Is My Aquarium Overstocked?

Discussion in 'Aquarium Stocking Questions' started by Bad Wolf, Jan 9, 2013.

  1. Bad Wolf

    Bad WolfWell Known MemberMember

    Hi guys,

    I've recently decided to add some fish to my tank as it's been pretty bare the last few months. For last several months, my 55 gallon tank has only been occupied by four fully grown Angels and an Opaline Gourami. I went to my LFS and bought five Danios. The week following I bought 12 more from another shop, along with four Bronze Cory's. I did a few water tests and it appears the ammonia has risen slightly to about .25, if not less. I'm going to assume it's because of the very sudden increase of fish. I've been doing second-daily water changes to lower the levels. As a last addition, I wanted to add an algae eater, most probably a Bristlenose, unless someone could recommend an equally reliable sucker fish. Providing I continue doing my regular second-weekly water changes, would this be okay, or does my aquarium seem overstocked as it is?

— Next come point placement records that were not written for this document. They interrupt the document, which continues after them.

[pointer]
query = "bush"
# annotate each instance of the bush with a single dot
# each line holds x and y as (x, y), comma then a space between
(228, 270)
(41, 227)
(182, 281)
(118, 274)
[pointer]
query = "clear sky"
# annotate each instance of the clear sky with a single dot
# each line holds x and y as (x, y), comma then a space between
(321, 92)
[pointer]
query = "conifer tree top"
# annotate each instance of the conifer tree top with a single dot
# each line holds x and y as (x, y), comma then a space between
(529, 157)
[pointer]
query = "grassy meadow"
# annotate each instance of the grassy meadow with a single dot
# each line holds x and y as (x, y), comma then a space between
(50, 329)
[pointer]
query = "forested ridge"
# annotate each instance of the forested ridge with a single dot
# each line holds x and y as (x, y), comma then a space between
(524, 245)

    Any advice is greatly appreciated,
    Best regards.
  2. Musey

    MuseyWell Known MemberMember

    I would say your tank was pretty close to fully stocked with just the Angelfish and Gourami. All those extra fish are going to put a strain on things.

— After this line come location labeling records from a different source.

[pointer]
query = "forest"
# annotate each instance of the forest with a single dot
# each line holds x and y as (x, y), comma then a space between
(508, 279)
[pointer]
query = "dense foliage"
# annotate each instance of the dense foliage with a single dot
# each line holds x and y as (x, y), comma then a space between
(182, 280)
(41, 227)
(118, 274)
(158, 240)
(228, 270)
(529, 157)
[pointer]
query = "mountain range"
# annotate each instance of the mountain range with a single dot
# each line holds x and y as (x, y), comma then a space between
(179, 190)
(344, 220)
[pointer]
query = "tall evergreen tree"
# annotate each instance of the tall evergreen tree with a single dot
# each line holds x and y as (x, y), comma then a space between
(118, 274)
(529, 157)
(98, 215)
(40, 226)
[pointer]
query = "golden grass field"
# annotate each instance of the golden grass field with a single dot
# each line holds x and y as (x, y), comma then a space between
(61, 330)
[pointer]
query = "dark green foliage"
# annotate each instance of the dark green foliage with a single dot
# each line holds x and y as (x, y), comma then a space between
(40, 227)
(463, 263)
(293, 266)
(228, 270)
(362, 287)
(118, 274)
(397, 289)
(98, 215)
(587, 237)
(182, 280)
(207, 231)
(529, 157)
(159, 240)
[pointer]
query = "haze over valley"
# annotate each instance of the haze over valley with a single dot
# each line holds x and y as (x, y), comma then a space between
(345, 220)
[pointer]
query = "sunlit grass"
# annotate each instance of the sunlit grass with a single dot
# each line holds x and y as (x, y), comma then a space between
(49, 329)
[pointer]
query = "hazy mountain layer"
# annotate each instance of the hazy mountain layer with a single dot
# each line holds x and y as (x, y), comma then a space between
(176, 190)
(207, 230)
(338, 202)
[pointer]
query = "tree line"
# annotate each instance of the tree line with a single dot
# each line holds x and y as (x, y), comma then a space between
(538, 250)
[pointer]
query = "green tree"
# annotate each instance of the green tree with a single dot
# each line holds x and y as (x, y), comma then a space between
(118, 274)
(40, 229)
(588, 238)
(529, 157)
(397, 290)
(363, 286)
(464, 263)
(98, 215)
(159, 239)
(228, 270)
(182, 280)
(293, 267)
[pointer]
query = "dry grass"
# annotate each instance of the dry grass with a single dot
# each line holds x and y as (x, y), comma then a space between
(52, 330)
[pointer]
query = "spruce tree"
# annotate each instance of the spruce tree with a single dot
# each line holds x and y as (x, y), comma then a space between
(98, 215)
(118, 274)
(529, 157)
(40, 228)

    What kind of filtration do you have? A lot will depend on if you have enough filtration capacity to be able to even process all the waste from the extra fish in your tank. Some people can overstock slightly and do it successfully because they use extra filtration by adding additional filters. But if you only have one filter rated for a 55 gallon tank, and you overstock that 55 gallon tank (let's say 120% stocked), you are going to have big problems. There is no way that amount of filtration will ever be able to keep up.

    The other factor to consider is to make sure that your fish have enough room to be comfortable in the tank together. Overcrowding (despite how much extra filtering you add) can cause stress too.
    Last edited: Jan 9, 2013
  3. ILikeFishies

    ILikeFishiesValued MemberMember

    I would say it does sound quite over stocked, but my tank is pretty over stocked too xD, but i do water changes twice a week to keep the water condition good :). Once in awhile i'd do a water test and always end up with 0,0,5 (nitrates never seem to go above 10 unless i don't do a water change in a few weeks
  4. Marijke

    MarijkeNew MemberMember

    A 55 gallon is a bit too small for four angels, they're very messy fish that produce a lot of waste. That might explain your ammonia readings. You can't just take one or two out either (angels actually prefer to live in groups of at least 5), so I think it would be a good idea to find another solution for that.
  5. Cichlidnut

    CichlidnutFishlore VIPMember

    I do not agree with this. Angels do not need to be in groups. They do fine singly. Housing an odd number of Angels together gives a greater chance of one being singled out and picked on.

    As long as you aren't getting any fighting, wolf, your tank stocking sounds fine. I'd do a water change and test for ammonia in another day or 2. Your filtration should be able to catch up.
  6. Marijke

    MarijkeNew MemberMember

    Angelfish are group fish in the wild. If you want to give them the possibility to act out their natural instincts, a group is recommended. I know not everyone is interested in achieving natural behaviour in a fish, though. It's a choice you make.
  7. Cichlidnut

    CichlidnutFishlore VIPMember

    Unless your getting wild caught Angels, you wont be getting natural behavior. We've been breeding them in captivity for over 60 years, they really don't resemble wild fish anymore. Also, Wild Angels don't live in large groups like Discus do. They are not schooling fish. Often, keeping groups can cause fighting from Angels trying to defend breeding territory.
  8. kinezumi89

    kinezumi89Fishlore VIPMember

    I agree with Nut, angels can be kept singly, as a pair, or in a group. I'm currently quarantining one for my 55 and plan to have two in the end. It's similar to bettas; they've been bred so much that they don't really resemble their wild counterparts at all anymore.

    I also agree it's a bit improperly stocked though; it's usually advised to not mix cichlids and gouramis. But four angels in a 55 isn't unreasonable. If your gourami is getting along with the angels, I think it seems fine.
  9. OP
    Bad Wolf

    Bad WolfWell Known MemberMember

    My Gourami shows no aggression towards the Angels and vise versa. Two of the male Angels occasional show some signs of aggression, but nothing worth worrying about. There's plenty of swimming space all the fish are happy. When it was just the four Angels and the Gourami, ammonia levels remains 0, nitrite 0 and nitrate at 5 to 10. Signs of ammonia were only noted recently. As for filtration, I have two internal filters filtering at 1,500 and 1,200 L/Ph. I'm considering buying a canister filter, once I have enough money.